Paul Kingsnorth is obsessed with the endings of worlds. In his stunning debut novel, The Wake, he transports us to the aftermath of 1066 to follow a guerrilla gang of Anglo-Saxons resisting the Norman Conquest. He examines their leader Buccmaster’s attempt to situate himself in a new world, where all certainties have suddenly been obliterated. It is easy to read the story as a loose parallel of an impending ecological collapse, the English landscape of the 11th century eerily echoing the terrain of something like Cormac McCarthy’s The Road, with all the attendant psychological anguish.

Confessions of a Recovering Environmentalist, a collection of essays, puts analogies aside and faces ecological collapse head on. If you want to talk about worlds ending, this is the big one. I’m sure I don’t need to rehearse the list of impending crises we’re facing, but, as Kingsnorth himself puts it, “This is new. This is bigger than anything there has ever been for as long as humans have existed, and we have done it, and now we are going to have to live through it, if we can.”

Kingsnorth’s maddening and compelling essays explore two central insights. The first is that there is – in Kingsnorth’s view – almost nothing we can do about any of this. The Machine (as he is fond of capitalising it) has long passed the point at which we could stop it. Nor do we want to, he argues. Never mind what you make of this yourself, his own reaction to it is muddled. At times he flirts with stoicism and Buddhist thought. “Lose something, let go of it as it falls away, and you might gain something else,” he meditates. He pleads acceptance, disavows activism, and demonises action.

At the same time, he resists the future as uselessly as Buccmaster resisted the French. The book is stuffed with passages of his wilfully rustic lifestyle, his aversion to technology and modernity sometimes tipping into the absurd. (On the flushing toilet: “What happens to a society which can’t deal with its own shit? It ends up deep in it.”) Yes, it can be annoying when your mate’s on Twitter when you’re trying to have a pint. Yes, Google Glass and the singularity are a little sinister. But I’m afraid I can’t concede – as Kingsnorth suggests – that the digital world has flattened the cultural distinction between Doncaster and Dubai just yet.
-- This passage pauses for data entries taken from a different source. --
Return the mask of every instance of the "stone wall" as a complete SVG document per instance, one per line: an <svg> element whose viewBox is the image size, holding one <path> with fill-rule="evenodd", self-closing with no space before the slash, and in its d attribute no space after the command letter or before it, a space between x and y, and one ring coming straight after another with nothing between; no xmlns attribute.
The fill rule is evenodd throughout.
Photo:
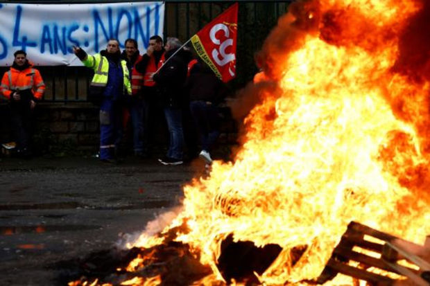
<svg viewBox="0 0 430 286"><path fill-rule="evenodd" d="M222 107L223 122L220 145L234 145L237 141L237 124L230 109ZM12 140L10 110L6 103L0 104L0 142ZM35 152L38 154L74 154L95 153L98 149L98 109L89 102L39 102L35 111ZM167 145L167 135L157 136L157 145ZM125 138L131 148L131 138Z"/></svg>

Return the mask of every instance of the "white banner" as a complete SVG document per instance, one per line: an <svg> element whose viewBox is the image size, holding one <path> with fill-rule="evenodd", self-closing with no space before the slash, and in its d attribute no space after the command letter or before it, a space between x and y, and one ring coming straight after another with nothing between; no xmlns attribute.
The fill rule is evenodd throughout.
<svg viewBox="0 0 430 286"><path fill-rule="evenodd" d="M117 39L128 38L146 52L149 38L163 37L164 2L101 4L0 3L0 66L10 66L24 50L35 65L82 65L73 46L93 54Z"/></svg>

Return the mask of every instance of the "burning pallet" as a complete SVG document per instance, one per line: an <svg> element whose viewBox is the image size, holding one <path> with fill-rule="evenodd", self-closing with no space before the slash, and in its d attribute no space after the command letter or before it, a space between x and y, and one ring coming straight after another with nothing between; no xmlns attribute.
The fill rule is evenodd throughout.
<svg viewBox="0 0 430 286"><path fill-rule="evenodd" d="M358 252L357 248L376 255ZM407 265L401 265L402 260L406 260ZM428 286L430 236L422 246L352 222L316 282L322 284L341 273L372 285ZM352 265L350 262L356 263ZM370 271L371 269L377 271ZM386 272L399 278L388 277L393 276Z"/></svg>

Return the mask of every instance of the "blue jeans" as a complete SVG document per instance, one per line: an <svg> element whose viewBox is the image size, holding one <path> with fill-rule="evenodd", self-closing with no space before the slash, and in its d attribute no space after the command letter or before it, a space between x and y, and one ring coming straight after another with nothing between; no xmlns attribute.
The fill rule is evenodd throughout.
<svg viewBox="0 0 430 286"><path fill-rule="evenodd" d="M145 103L141 98L132 98L128 110L133 129L133 149L135 153L142 152L144 150L144 114Z"/></svg>
<svg viewBox="0 0 430 286"><path fill-rule="evenodd" d="M202 149L209 152L220 133L218 109L213 104L208 105L203 100L191 101L189 109L200 134Z"/></svg>
<svg viewBox="0 0 430 286"><path fill-rule="evenodd" d="M179 108L164 107L164 116L169 134L167 157L176 160L182 160L184 156L182 111Z"/></svg>

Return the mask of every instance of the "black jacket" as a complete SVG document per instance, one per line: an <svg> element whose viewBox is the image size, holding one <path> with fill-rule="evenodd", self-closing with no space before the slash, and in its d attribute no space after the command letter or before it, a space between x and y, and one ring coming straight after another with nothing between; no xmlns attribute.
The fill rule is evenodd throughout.
<svg viewBox="0 0 430 286"><path fill-rule="evenodd" d="M218 104L223 100L227 89L206 64L198 62L192 67L187 78L185 92L190 101L203 100Z"/></svg>
<svg viewBox="0 0 430 286"><path fill-rule="evenodd" d="M164 106L173 108L182 107L186 102L184 97L184 84L187 78L187 65L191 58L189 51L181 49L172 57L178 49L166 52L166 63L154 75L154 81Z"/></svg>

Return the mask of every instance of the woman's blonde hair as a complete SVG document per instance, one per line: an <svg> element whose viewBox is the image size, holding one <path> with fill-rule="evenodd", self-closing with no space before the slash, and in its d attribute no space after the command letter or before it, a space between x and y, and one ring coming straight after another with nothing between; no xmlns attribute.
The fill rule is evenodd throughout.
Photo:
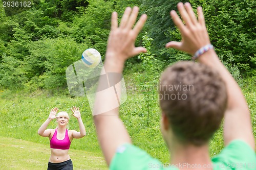
<svg viewBox="0 0 256 170"><path fill-rule="evenodd" d="M67 117L67 118L68 118L68 120L69 120L69 114L68 113L67 113L66 112L64 112L64 111L60 112L58 114L57 114L56 116L58 116L58 117L65 116L65 117Z"/></svg>

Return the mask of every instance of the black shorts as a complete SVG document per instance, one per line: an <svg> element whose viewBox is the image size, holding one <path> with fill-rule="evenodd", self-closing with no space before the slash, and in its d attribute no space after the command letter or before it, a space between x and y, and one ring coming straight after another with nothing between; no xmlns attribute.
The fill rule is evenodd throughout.
<svg viewBox="0 0 256 170"><path fill-rule="evenodd" d="M47 170L73 170L71 159L60 163L48 162Z"/></svg>

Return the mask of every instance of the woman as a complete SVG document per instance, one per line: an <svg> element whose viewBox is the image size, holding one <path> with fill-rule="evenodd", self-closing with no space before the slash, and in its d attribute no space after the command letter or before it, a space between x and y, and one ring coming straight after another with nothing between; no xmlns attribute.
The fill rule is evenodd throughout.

His second insight is far stronger. It is that “we are not facing a crisis of economics or technology or politics, but a crisis of stories.” More specifically, stories about how we see ourselves, and our relationship with the rest of Nature. He is snarky and cynical about it, but correct to say that we butt our heads against a wall when progressives and campaigners “tell ourselves that The People are ignorant of The Facts and that if we enlighten them they will Act”.

You see this position vindicated in the baffled liberal and centrist responses to recent political upsets. As he puts it, “the English left should understand that if you’re going to take a people’s story away from them, you need a better one to replace it with.” Quite so. He rightfully points out that we need more narratives, not more numbers. We need to rid ourselves of myths of human centrality, separateness from Nature, and the onward march of progress. We need new stories.

In his fiction, Kingsnorth has set about this urgently and usefully. Along with The Wake I would also recommend last year’s Beast, a truly unique blend of the ecological and the psychological. The question contained in this book, though, is whether or not Kingsnorth believes that changing our stories can change much of what is to come. Either way, we can be certain that our stories will change over the century ahead, whether crafted through creative writing as Kingsnorth advocates, or because it is forced upon us by cascading planetary change. We will see. But in one way or another, we will all be Buccmaster soon.

Russell Warfield is a freelance journalist.